Boris Bittker, the eminent tax law professor who was at Yale Law School for almost 60 years, died last week at the age of 88. He was an extraordinary man whose work continues to interest younger generations of tax academics despite all the changes in intellectual life over the last few decades.
I never knew Bittker personally, even though I attended Yale Law School while he was still teaching. I took all of my tax courses with Marvin Chirelstein, whose delightful wit made me think him the preferable choice. When I was a student there, Bittker had a reputation as a bit of a curmudgeon, although actually not in a way that did him personally any discredit. The story was that he was more or less tired of spending his time talking to people who didn't know or understand the subject nearly as well as he did. So in a way it was a tribute to his intelligence and knowledge, as well as his taste for more penetrating conversation than we callow twenty-somethings could offer him.
In a recent article of mine, concerning tax expenditures and published in a recent Tax Law Review, I invoked the old Isaiah Berlin phrase about the fox who knows many things and the hedgehog who knows one big thing. Bittker was the fox, and Stanley Surrey the hedgehog. Bittker is famous for his naysaying when people such as Surrey tried, as he saw it, to over-simplify in support of big themes. I do feel that Bittker was a bit too much of a nihilist, sometimes overly pooh-poohing important things in the interest of contrarian exactitude. But on the other hand, this is a man who, in the 1960s, before economics reasoning and training had greatly penetrated law schools, outpointed leading public economics figures in economics. I am thinking of the "comprehensive tax base" debate, where he hit them with the theory of the second best (under which minimizing total distortion need not imply minimizing the number of separately countable errors). But still I think he was on the wrong side of that fight overall. Another thing I said about him in that TLR article was that his response to Surrey, in their debate concerning tax expenditures, was a "yes, but" that read like a "no."

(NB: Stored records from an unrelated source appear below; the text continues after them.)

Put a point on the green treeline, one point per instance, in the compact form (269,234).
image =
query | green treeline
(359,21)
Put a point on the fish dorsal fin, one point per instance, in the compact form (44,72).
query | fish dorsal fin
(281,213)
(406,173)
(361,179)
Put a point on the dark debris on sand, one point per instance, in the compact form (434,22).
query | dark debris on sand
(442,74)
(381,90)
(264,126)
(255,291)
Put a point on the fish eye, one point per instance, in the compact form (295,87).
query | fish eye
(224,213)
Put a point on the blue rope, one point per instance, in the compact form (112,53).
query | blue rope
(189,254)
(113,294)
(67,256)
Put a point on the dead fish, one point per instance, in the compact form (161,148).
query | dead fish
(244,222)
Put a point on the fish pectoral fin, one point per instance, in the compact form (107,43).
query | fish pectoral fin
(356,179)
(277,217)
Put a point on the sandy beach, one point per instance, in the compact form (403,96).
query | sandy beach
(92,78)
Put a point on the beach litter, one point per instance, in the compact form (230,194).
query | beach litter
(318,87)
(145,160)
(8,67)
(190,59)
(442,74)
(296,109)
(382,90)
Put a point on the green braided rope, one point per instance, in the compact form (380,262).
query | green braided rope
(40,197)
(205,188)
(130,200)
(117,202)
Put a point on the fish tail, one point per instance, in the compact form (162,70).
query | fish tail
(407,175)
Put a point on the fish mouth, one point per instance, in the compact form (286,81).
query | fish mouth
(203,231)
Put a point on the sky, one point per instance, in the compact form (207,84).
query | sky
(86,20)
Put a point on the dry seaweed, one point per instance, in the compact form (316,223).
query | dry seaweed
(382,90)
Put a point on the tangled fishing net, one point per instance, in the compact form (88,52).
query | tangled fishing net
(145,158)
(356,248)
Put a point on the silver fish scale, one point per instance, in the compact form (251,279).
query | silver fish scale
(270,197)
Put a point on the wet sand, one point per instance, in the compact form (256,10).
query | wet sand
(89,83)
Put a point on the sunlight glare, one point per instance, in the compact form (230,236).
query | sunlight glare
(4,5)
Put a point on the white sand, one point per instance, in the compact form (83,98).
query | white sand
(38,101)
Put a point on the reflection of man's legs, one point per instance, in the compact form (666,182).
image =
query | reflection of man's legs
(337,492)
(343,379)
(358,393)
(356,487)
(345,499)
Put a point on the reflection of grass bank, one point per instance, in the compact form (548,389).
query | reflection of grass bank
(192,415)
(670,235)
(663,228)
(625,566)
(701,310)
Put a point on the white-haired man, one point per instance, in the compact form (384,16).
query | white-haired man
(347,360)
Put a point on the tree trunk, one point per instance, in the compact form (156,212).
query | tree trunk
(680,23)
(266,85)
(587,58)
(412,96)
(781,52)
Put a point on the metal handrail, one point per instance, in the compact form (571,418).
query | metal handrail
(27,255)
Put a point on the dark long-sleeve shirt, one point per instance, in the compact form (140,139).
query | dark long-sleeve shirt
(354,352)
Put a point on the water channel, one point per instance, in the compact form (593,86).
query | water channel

While Bittker sometimes pushed his contrarianism too far, obscuring important points because they needed to be qualified in this way or that, his stance was quite aesthetically appealing. He also had a distinctive voice as a writer, witty and controlled, that made a striking contrast with the usual run of the mill. He was a person who we contrarian younger folk, not always very impressed with the immediately preceding generation, admired even if, with the passage of time, we were going a different way.